Menon International, Inc. Independent third party validation of Menon Biosensors


Independent third party performs analytical validation of Menon Biosensors’ assay for detection of toxigenic Clostridium difficile in stool

Menon Biosensors demonstrates superior sensitivity and specificity of its Clostridium difficile assay in 3rd party analytical validation study with the University of Southern California.

San Diego, May 11, 2015 – Scientists at the University of Southern California (USC) recently completed an analytical validation study to evaluate the sensitivity and specificity of Menon Biosensors’ Clostridium difficileClostridium difficilenegative patient stools were spiked in triplicate with varied doses of three different clinical isolates of toxigenic Clostridium difficile:  NAP1, CDC-200100215, and ATCC9689.  The doses tested included 0, 10^5, and 10^6 CFU/mL.

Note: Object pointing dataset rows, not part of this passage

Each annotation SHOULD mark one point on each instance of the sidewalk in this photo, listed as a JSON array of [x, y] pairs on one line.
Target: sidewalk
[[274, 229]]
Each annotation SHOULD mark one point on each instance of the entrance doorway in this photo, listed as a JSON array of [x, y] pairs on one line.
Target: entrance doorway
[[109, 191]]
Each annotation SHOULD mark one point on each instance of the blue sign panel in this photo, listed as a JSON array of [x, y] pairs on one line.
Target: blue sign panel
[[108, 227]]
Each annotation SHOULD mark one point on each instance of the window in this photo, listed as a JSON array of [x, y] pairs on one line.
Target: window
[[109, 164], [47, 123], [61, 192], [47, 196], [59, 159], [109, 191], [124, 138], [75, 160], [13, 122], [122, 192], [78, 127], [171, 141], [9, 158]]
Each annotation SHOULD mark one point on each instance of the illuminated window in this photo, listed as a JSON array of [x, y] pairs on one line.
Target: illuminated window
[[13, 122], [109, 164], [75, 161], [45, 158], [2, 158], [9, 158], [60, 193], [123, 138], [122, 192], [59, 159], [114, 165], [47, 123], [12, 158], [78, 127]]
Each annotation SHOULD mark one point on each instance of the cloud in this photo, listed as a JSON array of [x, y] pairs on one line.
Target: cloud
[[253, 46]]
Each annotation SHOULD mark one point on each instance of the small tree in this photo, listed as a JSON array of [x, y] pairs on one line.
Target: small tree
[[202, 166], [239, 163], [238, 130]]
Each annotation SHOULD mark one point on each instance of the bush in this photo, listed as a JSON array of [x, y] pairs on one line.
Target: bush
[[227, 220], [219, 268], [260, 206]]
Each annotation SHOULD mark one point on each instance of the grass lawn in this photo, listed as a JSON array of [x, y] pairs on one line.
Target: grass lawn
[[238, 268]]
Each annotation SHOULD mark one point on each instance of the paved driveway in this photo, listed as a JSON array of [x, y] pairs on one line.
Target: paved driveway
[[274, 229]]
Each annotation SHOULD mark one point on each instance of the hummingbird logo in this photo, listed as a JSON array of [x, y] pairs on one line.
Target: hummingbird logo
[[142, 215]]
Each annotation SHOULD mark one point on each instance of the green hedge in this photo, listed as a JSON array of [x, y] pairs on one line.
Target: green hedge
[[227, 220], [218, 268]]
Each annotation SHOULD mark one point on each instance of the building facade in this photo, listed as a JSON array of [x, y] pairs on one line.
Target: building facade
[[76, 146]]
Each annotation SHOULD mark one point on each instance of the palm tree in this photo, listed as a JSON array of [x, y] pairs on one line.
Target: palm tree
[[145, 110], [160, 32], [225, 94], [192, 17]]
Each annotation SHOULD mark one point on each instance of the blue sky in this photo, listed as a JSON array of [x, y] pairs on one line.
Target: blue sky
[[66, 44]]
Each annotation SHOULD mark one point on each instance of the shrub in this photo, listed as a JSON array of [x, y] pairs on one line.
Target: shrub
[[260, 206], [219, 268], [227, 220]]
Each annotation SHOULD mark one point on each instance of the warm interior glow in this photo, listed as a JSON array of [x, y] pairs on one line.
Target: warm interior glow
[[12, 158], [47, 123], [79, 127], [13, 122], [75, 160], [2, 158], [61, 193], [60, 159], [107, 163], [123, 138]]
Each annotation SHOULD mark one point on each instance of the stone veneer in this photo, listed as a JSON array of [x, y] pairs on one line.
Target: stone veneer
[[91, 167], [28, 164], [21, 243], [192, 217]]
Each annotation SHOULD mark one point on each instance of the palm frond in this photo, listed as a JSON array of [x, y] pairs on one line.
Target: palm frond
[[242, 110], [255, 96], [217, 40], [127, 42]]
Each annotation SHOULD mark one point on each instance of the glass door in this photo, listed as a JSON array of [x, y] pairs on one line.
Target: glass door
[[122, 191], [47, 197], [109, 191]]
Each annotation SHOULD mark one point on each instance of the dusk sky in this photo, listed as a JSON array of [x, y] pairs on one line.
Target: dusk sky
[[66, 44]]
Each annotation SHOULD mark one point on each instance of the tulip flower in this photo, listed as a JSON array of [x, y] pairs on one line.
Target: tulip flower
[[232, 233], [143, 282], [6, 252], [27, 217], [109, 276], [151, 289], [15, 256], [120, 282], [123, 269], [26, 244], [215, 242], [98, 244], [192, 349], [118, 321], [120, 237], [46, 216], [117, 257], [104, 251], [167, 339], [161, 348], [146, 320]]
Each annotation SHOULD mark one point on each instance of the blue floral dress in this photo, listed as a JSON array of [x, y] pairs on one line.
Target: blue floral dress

DNA was isolated from stool using the Menon Universal Sample Prep method, a multi-step process that releases DNA from any specimen type with only 3 reagents.  Extracted DNA was amplified by a combination of DNA and NMR signal amplification methods with the Menon M2 bioassay.  The M2 assay utilizes customized oligonucleotide probes conjugated with magnetic nanoparticles.  Presence of Clostridium difficile DNA was detected by quantitatively measuring the NMR spin-spin relaxation time T2, reflecting the distribution of nanoparticles.  When no target is present, uniform distribution of nanoparticles occurs resulting in lower T2. When target DNA is present, structures of DNA and nanoparticles are formed resulting in higher T2.  The cut-off value for positive results was a T2 difference of 100 milliseconds (ms).  An internal control (B. subtilis, another spore-forming bacterium) was included for each specimen and positive and negative controls were included for each batch of specimens.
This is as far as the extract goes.